La investigación, puntualizó, corresponde a directivos y docentes, quienes deben recopilar testimonios y evaluar la dinámica del aula. Cuando hay intervención externa, el terapeuta también contribuye con observaciones que orientan la acción de la escuela.
Sobre el por qué las escuelas siguen minimizando los casos de acoso, la profesional consideró que parte del problema es conceptual. “No todo conflicto es bullying, pero todo conflicto debe atenderse”, aclaró.
“Para activar un protocolo de acoso escolar, debe haber repetición y una dinámica sostenida. Pero incluso cuando no se considera bullying, la agresión debe investigarse. Muchos directivos no tienen las herramientas ni la formación para manejar estos casos. Por eso prefieren resolver internamente, minimizar o simplemente negar”.
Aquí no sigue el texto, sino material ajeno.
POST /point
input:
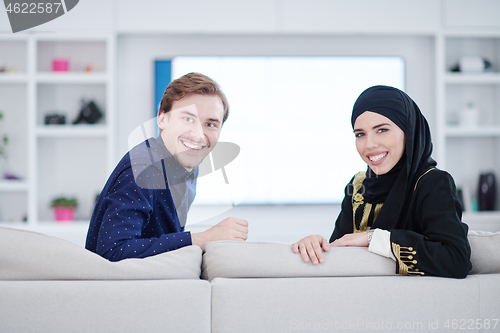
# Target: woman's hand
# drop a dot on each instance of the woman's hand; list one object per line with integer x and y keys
{"x": 311, "y": 247}
{"x": 358, "y": 239}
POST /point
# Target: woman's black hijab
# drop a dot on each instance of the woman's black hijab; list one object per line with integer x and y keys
{"x": 395, "y": 188}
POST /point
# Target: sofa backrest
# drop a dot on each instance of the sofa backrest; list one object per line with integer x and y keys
{"x": 485, "y": 252}
{"x": 26, "y": 255}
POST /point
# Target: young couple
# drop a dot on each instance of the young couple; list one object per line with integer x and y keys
{"x": 402, "y": 207}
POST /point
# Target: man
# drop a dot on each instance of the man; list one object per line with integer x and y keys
{"x": 143, "y": 207}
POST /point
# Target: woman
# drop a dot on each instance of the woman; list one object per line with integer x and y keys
{"x": 402, "y": 207}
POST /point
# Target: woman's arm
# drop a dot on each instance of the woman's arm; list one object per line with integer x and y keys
{"x": 432, "y": 240}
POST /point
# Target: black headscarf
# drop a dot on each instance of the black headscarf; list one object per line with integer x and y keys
{"x": 394, "y": 188}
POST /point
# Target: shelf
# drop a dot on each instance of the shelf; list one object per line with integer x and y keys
{"x": 13, "y": 185}
{"x": 13, "y": 78}
{"x": 458, "y": 131}
{"x": 72, "y": 131}
{"x": 72, "y": 78}
{"x": 480, "y": 78}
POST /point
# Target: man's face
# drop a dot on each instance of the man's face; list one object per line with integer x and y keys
{"x": 192, "y": 128}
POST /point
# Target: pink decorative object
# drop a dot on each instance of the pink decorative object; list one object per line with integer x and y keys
{"x": 64, "y": 213}
{"x": 60, "y": 65}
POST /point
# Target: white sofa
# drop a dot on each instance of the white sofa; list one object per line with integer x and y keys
{"x": 51, "y": 285}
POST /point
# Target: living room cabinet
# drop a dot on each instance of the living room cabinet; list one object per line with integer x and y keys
{"x": 54, "y": 160}
{"x": 468, "y": 113}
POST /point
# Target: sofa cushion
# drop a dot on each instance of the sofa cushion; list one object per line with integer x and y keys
{"x": 485, "y": 252}
{"x": 233, "y": 259}
{"x": 26, "y": 255}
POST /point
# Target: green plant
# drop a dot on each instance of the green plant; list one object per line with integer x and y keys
{"x": 64, "y": 202}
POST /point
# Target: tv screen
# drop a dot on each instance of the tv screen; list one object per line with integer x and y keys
{"x": 291, "y": 118}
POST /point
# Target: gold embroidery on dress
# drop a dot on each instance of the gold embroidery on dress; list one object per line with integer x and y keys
{"x": 404, "y": 256}
{"x": 358, "y": 200}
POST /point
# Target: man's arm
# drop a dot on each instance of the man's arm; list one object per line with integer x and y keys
{"x": 231, "y": 228}
{"x": 126, "y": 218}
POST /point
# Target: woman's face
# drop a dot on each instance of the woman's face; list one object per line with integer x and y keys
{"x": 379, "y": 141}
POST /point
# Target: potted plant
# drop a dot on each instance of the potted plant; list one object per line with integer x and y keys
{"x": 64, "y": 208}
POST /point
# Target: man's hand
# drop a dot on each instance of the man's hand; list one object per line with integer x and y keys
{"x": 231, "y": 228}
{"x": 358, "y": 239}
{"x": 311, "y": 247}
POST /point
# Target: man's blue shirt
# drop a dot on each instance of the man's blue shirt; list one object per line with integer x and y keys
{"x": 135, "y": 215}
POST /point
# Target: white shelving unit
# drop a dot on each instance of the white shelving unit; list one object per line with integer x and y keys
{"x": 467, "y": 150}
{"x": 55, "y": 160}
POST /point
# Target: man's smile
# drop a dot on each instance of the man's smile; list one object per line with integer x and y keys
{"x": 192, "y": 145}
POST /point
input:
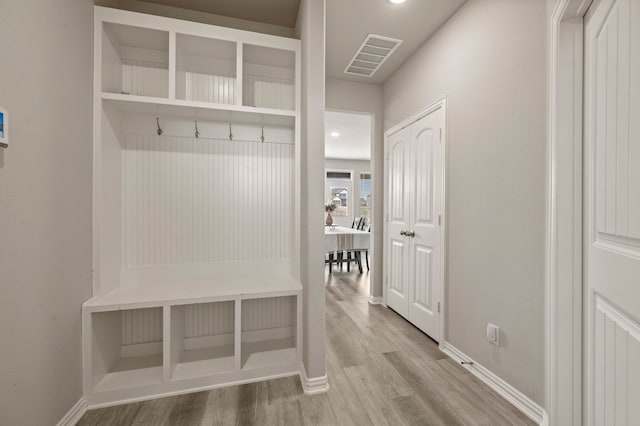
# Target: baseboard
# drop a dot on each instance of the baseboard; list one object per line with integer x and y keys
{"x": 313, "y": 385}
{"x": 375, "y": 300}
{"x": 74, "y": 415}
{"x": 504, "y": 389}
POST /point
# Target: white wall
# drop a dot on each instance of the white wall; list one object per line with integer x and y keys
{"x": 45, "y": 205}
{"x": 311, "y": 29}
{"x": 357, "y": 167}
{"x": 490, "y": 61}
{"x": 351, "y": 96}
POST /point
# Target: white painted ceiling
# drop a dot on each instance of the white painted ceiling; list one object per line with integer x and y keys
{"x": 349, "y": 22}
{"x": 354, "y": 141}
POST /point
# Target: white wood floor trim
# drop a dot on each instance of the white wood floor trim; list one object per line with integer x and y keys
{"x": 313, "y": 385}
{"x": 74, "y": 415}
{"x": 375, "y": 300}
{"x": 504, "y": 389}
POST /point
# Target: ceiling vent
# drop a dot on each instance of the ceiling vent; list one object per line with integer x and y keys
{"x": 371, "y": 55}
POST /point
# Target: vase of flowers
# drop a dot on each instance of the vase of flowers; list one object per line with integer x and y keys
{"x": 329, "y": 208}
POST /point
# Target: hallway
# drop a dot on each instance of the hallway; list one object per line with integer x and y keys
{"x": 382, "y": 371}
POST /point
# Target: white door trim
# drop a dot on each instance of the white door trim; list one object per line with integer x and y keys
{"x": 439, "y": 104}
{"x": 563, "y": 287}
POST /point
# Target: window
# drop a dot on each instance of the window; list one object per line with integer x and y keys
{"x": 365, "y": 195}
{"x": 339, "y": 188}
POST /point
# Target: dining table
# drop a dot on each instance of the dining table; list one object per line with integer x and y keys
{"x": 339, "y": 239}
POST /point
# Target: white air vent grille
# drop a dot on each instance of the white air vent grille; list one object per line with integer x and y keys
{"x": 371, "y": 55}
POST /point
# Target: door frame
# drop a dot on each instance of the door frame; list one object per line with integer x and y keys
{"x": 375, "y": 180}
{"x": 439, "y": 104}
{"x": 564, "y": 257}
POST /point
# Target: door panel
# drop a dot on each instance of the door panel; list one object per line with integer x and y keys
{"x": 425, "y": 275}
{"x": 398, "y": 199}
{"x": 612, "y": 210}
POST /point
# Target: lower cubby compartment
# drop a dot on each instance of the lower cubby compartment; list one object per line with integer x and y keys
{"x": 127, "y": 348}
{"x": 269, "y": 332}
{"x": 202, "y": 339}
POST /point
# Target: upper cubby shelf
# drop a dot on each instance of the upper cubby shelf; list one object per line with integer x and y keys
{"x": 206, "y": 70}
{"x": 135, "y": 61}
{"x": 149, "y": 59}
{"x": 268, "y": 77}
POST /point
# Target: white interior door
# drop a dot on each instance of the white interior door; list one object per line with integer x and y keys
{"x": 612, "y": 212}
{"x": 425, "y": 273}
{"x": 398, "y": 151}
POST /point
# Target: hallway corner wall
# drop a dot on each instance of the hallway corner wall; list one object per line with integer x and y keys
{"x": 45, "y": 205}
{"x": 489, "y": 60}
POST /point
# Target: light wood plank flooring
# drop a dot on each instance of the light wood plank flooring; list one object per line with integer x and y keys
{"x": 382, "y": 371}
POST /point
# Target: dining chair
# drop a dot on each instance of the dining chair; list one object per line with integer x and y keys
{"x": 357, "y": 254}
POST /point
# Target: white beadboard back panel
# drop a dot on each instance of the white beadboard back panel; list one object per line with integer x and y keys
{"x": 141, "y": 326}
{"x": 271, "y": 312}
{"x": 206, "y": 87}
{"x": 144, "y": 78}
{"x": 268, "y": 92}
{"x": 209, "y": 319}
{"x": 615, "y": 352}
{"x": 188, "y": 200}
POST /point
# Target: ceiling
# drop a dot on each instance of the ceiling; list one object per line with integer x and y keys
{"x": 348, "y": 24}
{"x": 275, "y": 12}
{"x": 354, "y": 139}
Consultada sobre la situación actual en la región, Aguilar fue contundente: “El acoso es un problema frecuente y puede ir en aumento si los adultos seguimos sin asumir la responsabilidad de acompañar a nuestros hijos. A veces creemos que porque son adolescentes ya no nos necesitan. Y es al revés: necesitan más acompañamiento, pero equilibrado, sin invadir su autonomía”.
Hasta aquí se puede escribir que los casos de Ana y Ceci evidencian que el problema no es la falta de leyes, sino su incumplimiento. Mientras las escuelas y autoridades sigan reaccionando tarde o no reaccionen, denunciar acoso y discriminación escolar en Coahuila seguirá siendo una ruta de desgaste y de revictimización.